Behavioral economics stems from the work of Nobel Prize-winning economist Richard Thaler. It combines insights from psychology, decision making, and economics to generate a more accurate understanding of human behavior.1 Behavioral economics looks to create predictable changes in human behavior by selectively introducing information and modifying the presentation of options— known as “choice architecture”—to guide or default individuals to higher-value choices.
Given the premium placed on
efficiency and workflow, it quickly becomes apparent that we can deploy behavioral economics principles to improve ophthalmic practice management.
Here we will discuss two fundamental principles of behavioral economics that we can apply to ophthalmic practice management.
Nudging choice architecture
In behavioral economics, “nudges” refer to designing incentives into practice and institutional choice architecture.
In clinics, surgery centers, and practices, simply limiting choices—for instance, minimizing redundant equipment—mitigates the cognitive burden required for decision-making, ideally resulting in a decrease in medical errors.
2 Limiting particular equipment types or safeguarding costly options acts to nudge practitioners and employees towards the optimal choice available.
These nudges have the positive effect of limiting inventory costs and restricting prohibitively expensive options but also serve the best practices and standard operating procedures of particular practices, whether they be
retina, pediatric, or comprehensive.
It must be noted that conflict can arise when choice architecture—especially when done solely for cost containment—clashes with physician or employee opinion on the standard of care, physician autonomy, and patient choice.
Consequently, it is imperative to have stakeholders discuss, communicate, and jointly corroborate essential aspects of choice architecture.
Surgical inventory management
Operating rooms must stock many pieces of equipment necessary for surgical cases.
Choice architecture and cost awareness can mitigate operating room inventory costs.
For example, ophthalmic forceps can be of several types (platform-gripping, end-gripping, disposable versus non-disposable, etc.) with varying prices. The surgery center can implement a choice architecture option that provides a common forceps type to be used by all surgeons.
In this example, inventory costs are reduced by having a lean number of forceps options available. Moreover, prohibitively-expensive options can be eliminated as options to avoid additional unwarranted costs. If there is conflict regarding forceps options, “backup” or “option” forceps can be acquired on case-by-case ordering to avoid unnecessary inventory accumulation.
Know your cost
Cost audits allow surgeons to compare themselves to peers, and when routinely done, surgeon choice will trend towards a predictable mean, based on surgeon consensus.

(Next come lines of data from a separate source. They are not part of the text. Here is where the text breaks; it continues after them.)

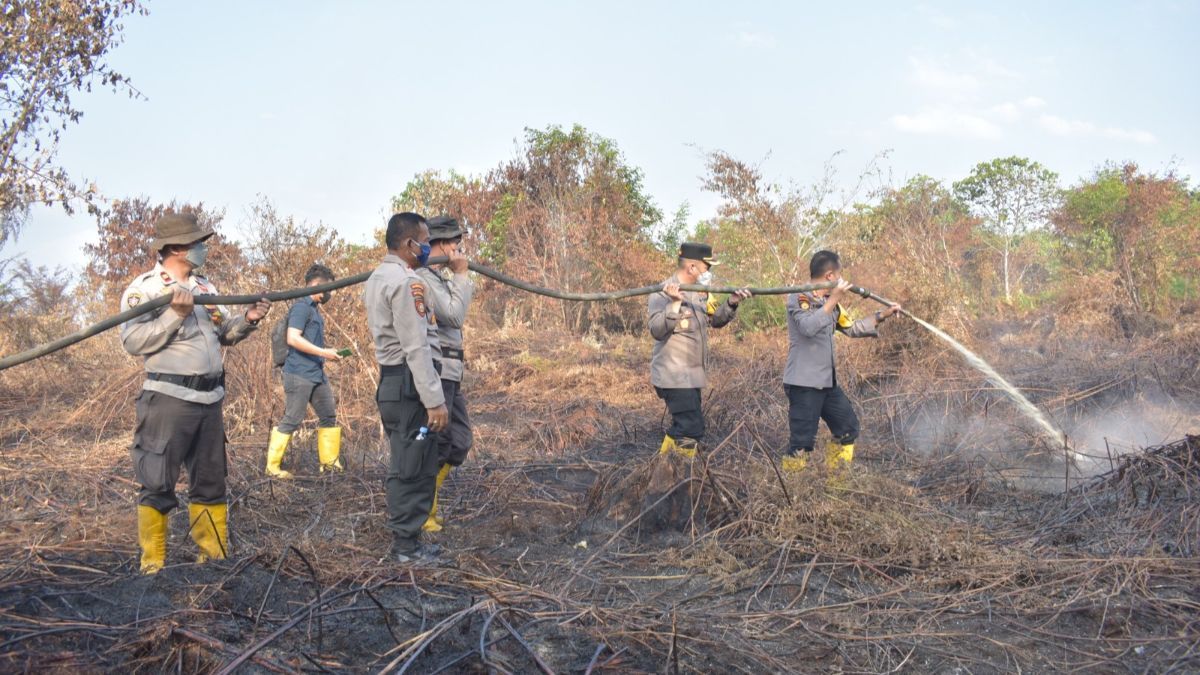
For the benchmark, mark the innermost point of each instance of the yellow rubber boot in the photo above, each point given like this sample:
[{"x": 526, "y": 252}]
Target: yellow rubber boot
[
  {"x": 153, "y": 538},
  {"x": 667, "y": 446},
  {"x": 795, "y": 464},
  {"x": 433, "y": 524},
  {"x": 839, "y": 457},
  {"x": 687, "y": 447},
  {"x": 210, "y": 531},
  {"x": 275, "y": 449},
  {"x": 329, "y": 448}
]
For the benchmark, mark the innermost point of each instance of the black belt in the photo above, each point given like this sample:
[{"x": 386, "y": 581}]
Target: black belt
[
  {"x": 385, "y": 370},
  {"x": 196, "y": 382},
  {"x": 402, "y": 369}
]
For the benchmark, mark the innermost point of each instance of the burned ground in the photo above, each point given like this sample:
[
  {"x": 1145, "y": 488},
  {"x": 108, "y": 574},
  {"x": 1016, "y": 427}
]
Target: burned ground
[{"x": 929, "y": 556}]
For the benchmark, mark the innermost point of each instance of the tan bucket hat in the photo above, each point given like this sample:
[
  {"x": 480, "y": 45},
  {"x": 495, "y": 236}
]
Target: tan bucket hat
[{"x": 178, "y": 228}]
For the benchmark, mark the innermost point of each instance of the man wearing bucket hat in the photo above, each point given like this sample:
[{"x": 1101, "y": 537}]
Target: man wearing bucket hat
[
  {"x": 179, "y": 412},
  {"x": 679, "y": 322},
  {"x": 448, "y": 293}
]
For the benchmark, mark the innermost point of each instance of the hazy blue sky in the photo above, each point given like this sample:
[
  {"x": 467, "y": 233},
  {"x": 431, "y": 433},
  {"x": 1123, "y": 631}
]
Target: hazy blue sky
[{"x": 329, "y": 108}]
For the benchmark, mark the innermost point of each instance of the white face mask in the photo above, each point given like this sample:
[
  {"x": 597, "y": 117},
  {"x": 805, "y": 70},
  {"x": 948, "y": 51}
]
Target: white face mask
[{"x": 198, "y": 255}]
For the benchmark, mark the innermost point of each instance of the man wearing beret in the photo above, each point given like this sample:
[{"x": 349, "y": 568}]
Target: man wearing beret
[
  {"x": 449, "y": 291},
  {"x": 810, "y": 380},
  {"x": 679, "y": 322},
  {"x": 179, "y": 412}
]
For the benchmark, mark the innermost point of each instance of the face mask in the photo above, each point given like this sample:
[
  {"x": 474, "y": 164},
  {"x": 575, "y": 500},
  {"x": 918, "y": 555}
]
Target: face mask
[
  {"x": 424, "y": 256},
  {"x": 197, "y": 255}
]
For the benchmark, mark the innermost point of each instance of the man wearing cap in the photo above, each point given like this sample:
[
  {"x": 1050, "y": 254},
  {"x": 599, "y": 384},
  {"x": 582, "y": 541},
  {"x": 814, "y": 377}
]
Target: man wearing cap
[
  {"x": 448, "y": 294},
  {"x": 810, "y": 380},
  {"x": 679, "y": 322},
  {"x": 412, "y": 405},
  {"x": 179, "y": 417}
]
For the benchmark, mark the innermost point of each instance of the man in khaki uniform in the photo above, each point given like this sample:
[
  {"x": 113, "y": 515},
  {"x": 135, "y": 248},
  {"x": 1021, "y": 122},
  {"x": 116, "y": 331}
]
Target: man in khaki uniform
[
  {"x": 448, "y": 294},
  {"x": 679, "y": 322},
  {"x": 810, "y": 380},
  {"x": 412, "y": 405},
  {"x": 179, "y": 416}
]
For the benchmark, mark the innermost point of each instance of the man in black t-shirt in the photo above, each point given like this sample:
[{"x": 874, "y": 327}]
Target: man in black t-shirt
[{"x": 305, "y": 382}]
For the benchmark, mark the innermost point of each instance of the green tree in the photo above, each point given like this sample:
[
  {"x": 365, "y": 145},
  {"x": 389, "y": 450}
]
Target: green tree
[
  {"x": 49, "y": 51},
  {"x": 1011, "y": 195}
]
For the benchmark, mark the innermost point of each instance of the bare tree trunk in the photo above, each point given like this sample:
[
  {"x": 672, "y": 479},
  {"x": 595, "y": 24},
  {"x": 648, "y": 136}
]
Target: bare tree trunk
[{"x": 1008, "y": 291}]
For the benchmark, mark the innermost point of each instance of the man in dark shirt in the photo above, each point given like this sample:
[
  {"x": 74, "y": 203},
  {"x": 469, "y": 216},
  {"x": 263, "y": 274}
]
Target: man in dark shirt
[{"x": 305, "y": 382}]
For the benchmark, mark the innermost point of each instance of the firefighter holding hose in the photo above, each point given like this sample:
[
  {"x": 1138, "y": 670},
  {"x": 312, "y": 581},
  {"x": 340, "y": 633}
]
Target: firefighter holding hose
[
  {"x": 179, "y": 411},
  {"x": 810, "y": 378},
  {"x": 679, "y": 322}
]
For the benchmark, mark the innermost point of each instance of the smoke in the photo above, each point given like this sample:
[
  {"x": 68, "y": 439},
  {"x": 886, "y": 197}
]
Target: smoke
[{"x": 1127, "y": 426}]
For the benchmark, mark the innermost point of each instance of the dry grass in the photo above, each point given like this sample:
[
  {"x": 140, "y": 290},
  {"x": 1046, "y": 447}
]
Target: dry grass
[{"x": 922, "y": 559}]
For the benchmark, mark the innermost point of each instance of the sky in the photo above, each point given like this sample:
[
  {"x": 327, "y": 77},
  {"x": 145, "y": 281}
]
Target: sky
[{"x": 329, "y": 108}]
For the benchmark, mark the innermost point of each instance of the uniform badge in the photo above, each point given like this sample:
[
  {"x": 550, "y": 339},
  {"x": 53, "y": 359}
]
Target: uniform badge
[{"x": 419, "y": 299}]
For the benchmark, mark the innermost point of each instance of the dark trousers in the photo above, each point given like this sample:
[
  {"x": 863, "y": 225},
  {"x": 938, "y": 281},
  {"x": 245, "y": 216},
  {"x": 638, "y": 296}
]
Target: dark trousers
[
  {"x": 456, "y": 442},
  {"x": 808, "y": 406},
  {"x": 171, "y": 434},
  {"x": 300, "y": 394},
  {"x": 413, "y": 464},
  {"x": 687, "y": 419}
]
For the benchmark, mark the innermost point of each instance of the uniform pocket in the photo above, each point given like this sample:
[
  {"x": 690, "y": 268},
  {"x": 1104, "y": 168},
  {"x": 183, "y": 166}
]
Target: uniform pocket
[
  {"x": 419, "y": 459},
  {"x": 390, "y": 389},
  {"x": 150, "y": 463}
]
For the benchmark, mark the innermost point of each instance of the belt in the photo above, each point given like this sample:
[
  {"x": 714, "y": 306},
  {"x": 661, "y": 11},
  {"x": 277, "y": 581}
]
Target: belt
[
  {"x": 196, "y": 382},
  {"x": 402, "y": 369},
  {"x": 385, "y": 370}
]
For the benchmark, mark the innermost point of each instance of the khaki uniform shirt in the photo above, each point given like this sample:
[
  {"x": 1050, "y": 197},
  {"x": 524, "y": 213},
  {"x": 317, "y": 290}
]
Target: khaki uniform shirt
[
  {"x": 178, "y": 345},
  {"x": 449, "y": 294},
  {"x": 400, "y": 321},
  {"x": 810, "y": 339},
  {"x": 679, "y": 359}
]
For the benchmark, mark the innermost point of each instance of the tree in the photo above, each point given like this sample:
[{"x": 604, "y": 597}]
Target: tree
[
  {"x": 569, "y": 211},
  {"x": 49, "y": 51},
  {"x": 1145, "y": 227},
  {"x": 1011, "y": 195}
]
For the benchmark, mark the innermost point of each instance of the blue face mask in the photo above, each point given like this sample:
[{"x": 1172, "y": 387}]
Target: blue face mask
[
  {"x": 197, "y": 255},
  {"x": 424, "y": 256}
]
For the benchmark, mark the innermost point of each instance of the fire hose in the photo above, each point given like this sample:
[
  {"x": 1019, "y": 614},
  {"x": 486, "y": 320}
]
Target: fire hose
[{"x": 292, "y": 293}]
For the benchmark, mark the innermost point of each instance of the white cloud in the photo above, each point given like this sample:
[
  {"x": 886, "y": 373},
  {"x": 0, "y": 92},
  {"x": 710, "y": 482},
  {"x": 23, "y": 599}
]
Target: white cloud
[
  {"x": 947, "y": 121},
  {"x": 1013, "y": 111},
  {"x": 1061, "y": 126},
  {"x": 928, "y": 72}
]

Along similar lines, large operating theater costs relate to human resource inputs, including nurses, anesthesiologists, circulators, patient aides, and others. These human resource inputs are significant determinants of overall surgeon case cost.
KYC programs further disseminate surgeon case times (usually denoted as surgical procedure time in minutes) to all surgeons belonging to a surgery center to “encourage” slower surgeons to move towards the mean and median times. Although faster is not always better, this method can impact large outliers.
Without a comparator program, like KYC, surgeons are not able to uniformly and consistently assess their surgical costs concerning peers in the same geographical setting.
Metrics of interest
Disseminating performance metrics (e.g., number of unique patient encounters, productivity per encounter, overhead,
billing/coding errors, etc.) can facilitate communication to physicians and health care team members.
By providing assessments utilizing relevant and reliable metrics, employees can review their performance and deliverables relative to peers, whether physicians or patient aides.
Typically, there will be resistance and potential for conflict with common complaints related to “not capturing all relevant indicators.” Once again, the use of deliberate metrics, collected with systematic and transparent methods, will serve best to mitigate these potential conflicts.
These evaluations allow employees to compare themselves to peers and, when routinely done, employee aptitude will trend towards a predictable desirable mean.
Conclusions
Behavioral economics is not simple for companies to apply. Principles like choice architecture, incentives (nudges), and cost audits can be used incorrectly with counterproductive effects. Nonetheless, adopting behavioral economics may lead to effective and positive changes for the better of patients and the practice by acknowledging that human behavior is full of anomalies.
References
- Gino F. The rise of behavioral economics and its influence on organizations. Harvard Business Review. 10 October 2017.
- Kadakia KT, Perrier ND, AC Offodile II. How to get surgeons to make cost-effective decisions without jeopardizing care. Harvard Business Review. 18 July 2021.